E ainda refere os grandes progressos, das últimas décadas, ao nível da "engenharia climática". Mas quais progressos? Por acaso o Homem tem a capacidade mínima de controlar o clima mundial? Estamos, isso sim, a desregulá-lo a uma escala sem precedentes. Ainda não ouviu falar do aquecimento global? Entrou por um ouvido e saiu pelo outro? Ainda acha que está por provar que o aquecimento global é, efectivamente, o resultado da actividade humana? Já é consensual, entre a comunidade científica, que o aquecimento global é o resultado da actividade humana sobre este planeta. O clima, tal como o conhecemos, está em risco de colapsar a qualquer momento, podendo ultrapassar-se o limite a partir do qual deixaremos de reconhecer o clima planetário, devido à instabilidade, à desregulação, ao desequilíbrio e à intensidade de certos fenómenos.
Estiquemos um pouco mais a corda e poderemos ser os responsáveis pela interrupção da designada Corrente do Golfo, no Oceano Atlântico. E, se isso suceder (e olhe que já estivemos muito mais longe desse momento), pode dizer adeus ao clima tal como o conhece. Já imaginou a Inglaterra, a França ou a Espanha com Invernos semelhantes aos dos dos Estados Unidos ou do Canadá? Já imaginou a desertificação crescente, a diminuição dos recursos aquíferos, o derretimento das calotes polares, o aumento significativo dos níveis dos oceanos, o desaparecimento dos glaciares que garantem a sobrevivência a centenas e centenas de milhões de pessoas? E ainda o aumento contínuo das emissões de gases com efeitos de estufa, que provocam um aumento das temperaturas globais, intensificando as pressões humanas sobre os ecossistemas já de si frágeis. E o aumento impressionante de catástrofes naturais, como tornados, tempestades e furacões, que nunca tivemos registo de tantas como as observadas nos últimos anos (não só em quantidade mas, sobretudo, em intensidade e potência)?
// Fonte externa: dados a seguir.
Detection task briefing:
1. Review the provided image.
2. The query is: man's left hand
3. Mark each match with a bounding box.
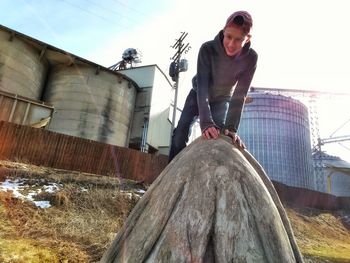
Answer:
[224,129,246,149]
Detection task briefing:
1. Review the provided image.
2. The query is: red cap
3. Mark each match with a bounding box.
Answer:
[224,11,253,33]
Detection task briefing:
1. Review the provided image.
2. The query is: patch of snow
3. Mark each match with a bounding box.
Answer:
[135,189,146,194]
[0,178,60,208]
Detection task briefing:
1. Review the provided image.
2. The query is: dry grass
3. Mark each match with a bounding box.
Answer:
[0,161,350,263]
[0,162,138,262]
[287,208,350,263]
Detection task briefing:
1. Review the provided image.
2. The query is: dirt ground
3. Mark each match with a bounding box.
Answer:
[0,161,350,263]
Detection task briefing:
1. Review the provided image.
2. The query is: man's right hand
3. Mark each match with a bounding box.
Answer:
[202,126,220,140]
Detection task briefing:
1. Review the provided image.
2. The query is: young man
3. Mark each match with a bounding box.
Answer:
[169,11,258,162]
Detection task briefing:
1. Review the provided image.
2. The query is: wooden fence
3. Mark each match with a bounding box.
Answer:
[0,121,167,183]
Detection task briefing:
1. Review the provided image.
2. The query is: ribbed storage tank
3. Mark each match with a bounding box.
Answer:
[313,151,350,197]
[238,92,314,189]
[45,64,136,147]
[0,30,48,100]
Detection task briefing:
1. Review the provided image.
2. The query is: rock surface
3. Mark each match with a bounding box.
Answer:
[101,137,303,263]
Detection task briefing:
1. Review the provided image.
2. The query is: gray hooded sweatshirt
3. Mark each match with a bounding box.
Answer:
[192,30,258,132]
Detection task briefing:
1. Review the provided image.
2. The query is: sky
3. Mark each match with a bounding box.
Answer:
[0,0,350,161]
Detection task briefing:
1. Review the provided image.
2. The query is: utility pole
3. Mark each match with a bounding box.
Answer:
[169,32,191,144]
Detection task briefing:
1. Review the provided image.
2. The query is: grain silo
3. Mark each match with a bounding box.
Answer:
[45,61,136,147]
[0,27,48,100]
[238,92,314,189]
[312,151,350,197]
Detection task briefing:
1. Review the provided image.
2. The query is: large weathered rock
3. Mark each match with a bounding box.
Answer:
[101,137,303,263]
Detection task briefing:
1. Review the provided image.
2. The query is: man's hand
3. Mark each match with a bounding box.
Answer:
[224,129,246,149]
[202,126,220,140]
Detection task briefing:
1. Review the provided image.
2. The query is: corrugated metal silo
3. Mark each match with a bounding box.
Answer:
[238,92,314,189]
[0,30,48,100]
[45,64,136,147]
[313,151,350,197]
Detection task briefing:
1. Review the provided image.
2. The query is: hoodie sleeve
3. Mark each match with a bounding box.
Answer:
[225,53,258,132]
[197,44,217,132]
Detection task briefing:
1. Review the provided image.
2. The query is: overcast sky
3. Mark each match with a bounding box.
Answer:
[0,0,350,160]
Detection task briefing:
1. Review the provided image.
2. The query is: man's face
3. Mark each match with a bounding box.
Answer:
[223,26,250,57]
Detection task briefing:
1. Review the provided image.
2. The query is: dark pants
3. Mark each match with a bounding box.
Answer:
[169,89,229,162]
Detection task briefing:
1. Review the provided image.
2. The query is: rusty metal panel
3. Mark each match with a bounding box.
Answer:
[0,121,167,183]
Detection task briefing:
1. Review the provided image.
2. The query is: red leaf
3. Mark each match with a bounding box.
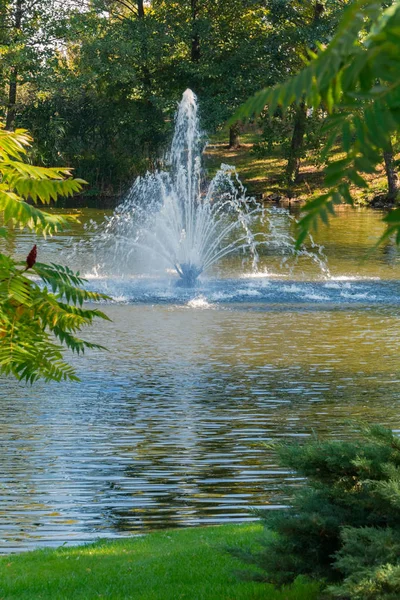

E agora, repare bem, até Portugal já tem os seus tornaditos!!! E os livros científicos que asseguravam que no Atlântico Sul não ocorriam furacões? Pois, parece que, recentemente, os livros tiveram de ser reescritos.
E tudo isto, devemos ignorá-lo, só para que você, assim como todos os outros consumidores-dependentes deste planeta, não se sintam mal. Vamos, então, continuar a ignorar os sinais e as evidências. Vamos continuar a consumir desenfreadamente e irresponsavelmente. Vamos continuar a assobiar para o lado e a enterrar a cabeça na areia, porque dá uma dor de cabeça terrível só por ter de pensar que, afinal de contas, não podemos continuar a esticar a corda. Vamos todos fingir que nada disto se passa e que está tudo bem.
É claro que poupamos uma dor de cabeça hoje. Mas o Homem vai continuar a querer mais e sempre mais. E, quando for visível aos olhos de todos, que somos demasiados para querer tudo o que está à disposição, nessa altura nem um milhão de toneladas de aspirina chegarão para lhe curar as dores de cabeça.
Por isso, deixe-se estar confortavelmente instalado no seu sofá, e faça o mesmo que muitos fizeram a Churchill: tape os ouvidos, para não se sentir mal, para não ser chamado à responsabilidade, para não ter o trabalho de fazer alguma coisa, para ver se continua a dormir, embalado na maravilhosa canção que é a nossa realidade.
Conhecer e compreender os riscos que temos de enfrentar é apenas o primeiro passo que todos temos de dar. Não é para que se sinta culpado. É para que deixe de ignorar a realidade, para que não diga que desconhece as causas dos problemas ou as consequências da actividade e das opções humanas. Porque só saberemos o que fazer se não formos ignorantes. As soluções só podem surgir quando conhecemos os problemas. Se vivermos na ilusão de que tudo está bem, se preferirmos enterrar a cabeça na areia, seremos apanhados pela mudança e não teremos compreendido nada. E, quando dermos o últimos suspiro, ainda estaremos a apontar o dedo a um qualquer Paulo Teixeira Pinto.